Former mayor Rick Northcott elected president of auditorium association
Agreement over a new operating contract continues to elude the Winthrop Auditorium Association and the Town of Winthrop, but the association’s newly elected president is confident that an accord can be reached.
At the association’s monthly membership meeting on Monday (June 4), where the long impasse between the town and nonprofit association was the major topic of discussion, Rick Northcott was elected president of the organization’s board. After the membership meeting, Northcott said he would reach out to Winthrop Mayor Sally Ranzau to “see if we can get it straightened out.”
The new association president has some meaningful experience in how the town operates. The most-recent Winthrop mayor before Ranzau’s election last November was Rick Northcott, who also served a dozen years on the Town Council before his retirement. Northcott succeeds Robert Stone as president of the association’s board of directors.
Perhaps a mayor-to-former mayor connection will help the two sides clear the last few hurdles that appear to remain. In an interview on Tuesday (June 5), Ranzau greeted the news of Northcott’s election with optimism. “I’m very willing to work with Rick Northcott,” the mayor said.
At Monday’s meeting, Bruce Herron — one of three auditorium association members who has represented the association in its negotiations with the town — said a major point of contention is over potential liability for any cost overruns that might occur during the barn’s operations.
In January, the association’s board of directors proposed a new five-year agreement to continue operating the popular building for the town, to replace the previous 25-year agreement that has expired. The town and auditorium association are currently operating under a temporary agreement that has been in place since May 2017.
Progress, then not
In April, Ranzau reported to the council that it appeared progress had made on an agreement. But after another meeting between representatives from the association and Town Council, Ranzau said negotiations had stalled again.
Subsequently, the barn association asserted in a letter to the council that the town was not proposing enough funding for the association to successfully operate the barn, and the town was also attempting to shift responsibility for any losses to the association.
“It is the town’s failure to recognize the material shift in risk and responsibility from the 1992 lease to the Town’s new proposal that is the reason we cannot move forward,” the association concluded in its letter.
As it stands, the association and the town each has a proposal on the table.
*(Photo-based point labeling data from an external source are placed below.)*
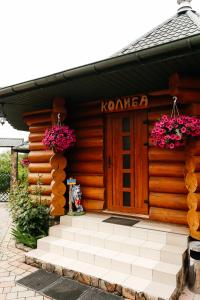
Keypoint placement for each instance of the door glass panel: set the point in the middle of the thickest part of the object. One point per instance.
(126, 180)
(126, 161)
(126, 199)
(126, 124)
(126, 142)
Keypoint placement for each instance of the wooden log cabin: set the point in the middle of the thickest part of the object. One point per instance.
(112, 106)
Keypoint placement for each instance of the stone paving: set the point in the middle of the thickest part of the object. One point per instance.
(13, 268)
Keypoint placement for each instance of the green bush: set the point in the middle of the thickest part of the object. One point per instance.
(31, 218)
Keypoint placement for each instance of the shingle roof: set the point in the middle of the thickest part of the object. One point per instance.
(10, 142)
(184, 24)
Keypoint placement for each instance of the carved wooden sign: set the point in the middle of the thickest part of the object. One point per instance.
(124, 104)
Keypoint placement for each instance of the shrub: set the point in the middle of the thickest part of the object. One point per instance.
(31, 218)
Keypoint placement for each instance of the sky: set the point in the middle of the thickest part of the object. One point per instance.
(41, 37)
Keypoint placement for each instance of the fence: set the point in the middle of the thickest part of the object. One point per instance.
(4, 186)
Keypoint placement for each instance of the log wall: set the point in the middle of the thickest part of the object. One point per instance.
(86, 160)
(46, 174)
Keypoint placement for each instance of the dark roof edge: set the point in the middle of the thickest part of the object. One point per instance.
(139, 57)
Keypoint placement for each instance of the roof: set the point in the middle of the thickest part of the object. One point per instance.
(184, 24)
(138, 71)
(10, 142)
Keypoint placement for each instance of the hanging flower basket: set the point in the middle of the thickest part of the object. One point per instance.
(59, 138)
(172, 132)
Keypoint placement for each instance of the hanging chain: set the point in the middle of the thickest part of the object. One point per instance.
(175, 108)
(58, 120)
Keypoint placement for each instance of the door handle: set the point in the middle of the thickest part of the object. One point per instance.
(109, 162)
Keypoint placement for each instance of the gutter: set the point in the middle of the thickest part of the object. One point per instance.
(141, 57)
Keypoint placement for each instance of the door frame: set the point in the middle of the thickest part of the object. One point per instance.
(141, 180)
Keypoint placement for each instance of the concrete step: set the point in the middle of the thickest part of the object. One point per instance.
(145, 268)
(94, 222)
(102, 277)
(127, 245)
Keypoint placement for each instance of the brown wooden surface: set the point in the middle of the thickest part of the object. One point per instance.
(158, 154)
(90, 205)
(89, 132)
(168, 169)
(40, 156)
(88, 154)
(35, 146)
(90, 180)
(168, 215)
(45, 178)
(43, 189)
(167, 185)
(94, 167)
(193, 164)
(89, 142)
(37, 119)
(193, 201)
(192, 182)
(168, 200)
(36, 137)
(92, 193)
(39, 168)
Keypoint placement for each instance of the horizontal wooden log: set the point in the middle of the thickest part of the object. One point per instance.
(34, 178)
(172, 169)
(193, 220)
(167, 200)
(158, 154)
(92, 193)
(89, 132)
(89, 180)
(193, 164)
(179, 81)
(88, 154)
(87, 112)
(85, 123)
(37, 112)
(45, 200)
(40, 156)
(89, 142)
(193, 109)
(39, 128)
(37, 119)
(153, 116)
(36, 137)
(90, 205)
(94, 167)
(186, 95)
(193, 201)
(39, 168)
(36, 146)
(192, 182)
(167, 185)
(193, 147)
(42, 189)
(168, 215)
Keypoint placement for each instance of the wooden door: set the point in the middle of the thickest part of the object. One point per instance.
(126, 162)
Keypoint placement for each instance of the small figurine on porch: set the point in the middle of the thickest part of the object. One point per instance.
(74, 198)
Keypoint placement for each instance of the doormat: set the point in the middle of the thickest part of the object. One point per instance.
(121, 221)
(61, 288)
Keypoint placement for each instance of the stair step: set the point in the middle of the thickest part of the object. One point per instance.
(125, 263)
(129, 281)
(124, 244)
(94, 222)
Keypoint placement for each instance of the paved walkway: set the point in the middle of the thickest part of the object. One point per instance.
(13, 268)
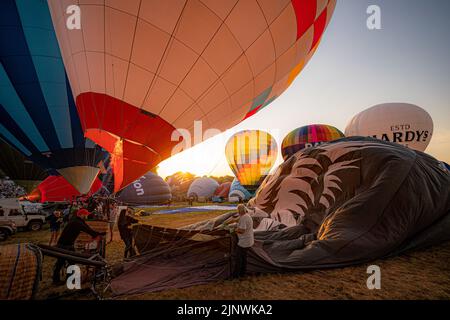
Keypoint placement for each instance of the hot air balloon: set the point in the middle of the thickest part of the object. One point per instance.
(39, 117)
(402, 123)
(238, 193)
(203, 187)
(308, 136)
(141, 70)
(20, 169)
(149, 189)
(57, 189)
(251, 154)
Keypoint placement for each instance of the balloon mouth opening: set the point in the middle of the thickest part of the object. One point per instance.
(129, 159)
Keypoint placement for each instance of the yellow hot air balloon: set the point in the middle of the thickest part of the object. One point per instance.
(140, 70)
(251, 154)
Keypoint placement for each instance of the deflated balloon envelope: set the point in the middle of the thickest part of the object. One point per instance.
(140, 70)
(39, 117)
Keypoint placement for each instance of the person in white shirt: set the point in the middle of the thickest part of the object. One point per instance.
(244, 232)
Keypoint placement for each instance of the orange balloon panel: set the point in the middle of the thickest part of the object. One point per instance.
(251, 154)
(186, 60)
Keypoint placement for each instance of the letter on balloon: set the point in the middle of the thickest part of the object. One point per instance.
(74, 20)
(374, 20)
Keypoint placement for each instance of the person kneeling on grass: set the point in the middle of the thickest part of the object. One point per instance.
(68, 236)
(124, 223)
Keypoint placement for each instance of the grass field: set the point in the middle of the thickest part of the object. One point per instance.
(422, 274)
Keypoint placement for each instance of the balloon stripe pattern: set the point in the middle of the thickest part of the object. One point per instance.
(39, 116)
(170, 63)
(251, 154)
(308, 136)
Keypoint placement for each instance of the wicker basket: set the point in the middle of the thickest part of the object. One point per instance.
(20, 271)
(85, 239)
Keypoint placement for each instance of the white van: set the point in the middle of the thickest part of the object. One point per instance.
(12, 210)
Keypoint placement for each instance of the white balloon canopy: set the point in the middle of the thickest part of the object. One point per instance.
(402, 123)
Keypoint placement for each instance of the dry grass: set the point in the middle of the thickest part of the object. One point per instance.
(423, 274)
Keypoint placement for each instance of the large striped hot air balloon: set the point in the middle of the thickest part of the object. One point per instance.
(38, 113)
(308, 136)
(139, 70)
(251, 154)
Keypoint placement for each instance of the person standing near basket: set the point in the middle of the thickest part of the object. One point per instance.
(55, 220)
(244, 232)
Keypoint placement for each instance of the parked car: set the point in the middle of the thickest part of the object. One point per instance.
(11, 210)
(7, 229)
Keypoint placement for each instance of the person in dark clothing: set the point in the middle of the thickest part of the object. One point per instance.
(55, 220)
(68, 236)
(124, 222)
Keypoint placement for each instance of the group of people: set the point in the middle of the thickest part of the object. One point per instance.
(73, 221)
Each proposal has been reviewed by attorneys — Scott DeTro for the town, and Sandy Mackie for the association.
At Monday’s association membership meeting, Herron said that the association’s initial proposal to the town, earlier this year, was rejected because of some technical inaccuracies which have since been corrected, and other problematic wording.
“We accepted the town’s recommendations for changes in the wording,” Herron said. “We thought we were on track for an agreement. We were confident.”
Then the association received the town’s initial proposal, which was referred to Mackie — who advised against signing the agreement for various reasons including insufficient funding for the barn’s operation, Herron said. That’s when things were stymied.
“We provided a written explanation [the letter referenced earlier] as to why we couldn’t accept the [town’s] proposal,” Herron said Monday. He pointed out that “every written document we sent to the town has had [association] board review and approval, and a formal legal review.”
Herron noted that the contract issue has not been formally discussed by the Town Council. The topic was, however, listed on the council’s agenda as a discussion item for its Wednesday (June 6) meeting. Ranzau said she hoped to touch bases with Northcott before that meeting.
Herron said the association’s biggest concern is that the organization, and possibly members of its board of directors, would bear financial responsibility for any losses the nonprofit association incurs in operating the barn. That’s a change from the previous agreement, he said. There is also some uncertainty about how staffing for the barn’s operation would be provided for, Herron said. And then there’s the issue of how much money the town is willing to provide to support the barn’s operations.
In sum, Herron said, the town’s proposal “decreases funding, increases costs and puts more responsibility on the Winthrop Auditorium Association.”
Ranzau said the town’s proposed agreement “doesn’t increase their liability but does increase their responsibility.” She said the town is willing to negotiate on the “stipend” figure that Winthrop’s proposal includes. Ranzau said the town’s figure is based on previous years’ experience.
Herron also noted that the barn is in a much more competitive marketplace than it was a few years ago because other meeting and activity venues have opened around the valley.
Association members talked about the possibility of mediation to reach an agreement at Monday’s meeting. Herron said the association’s leaders have discussed simply breaking off from the agreement, which either side can do, but decided to stick with the process.
“We just want to run the barn like we have,” Herron said. “We all want the same thing — to keep the barn working and viable.”
Ranzau has said that the town is also seeking to protect its interests in the community facility, something Northcott understands. During the membership meeting, Northcott said “I see both sides of it, and that’s the quandary.”
“We’re looking forward to actually working with someone,” Ranzau said Tuesday.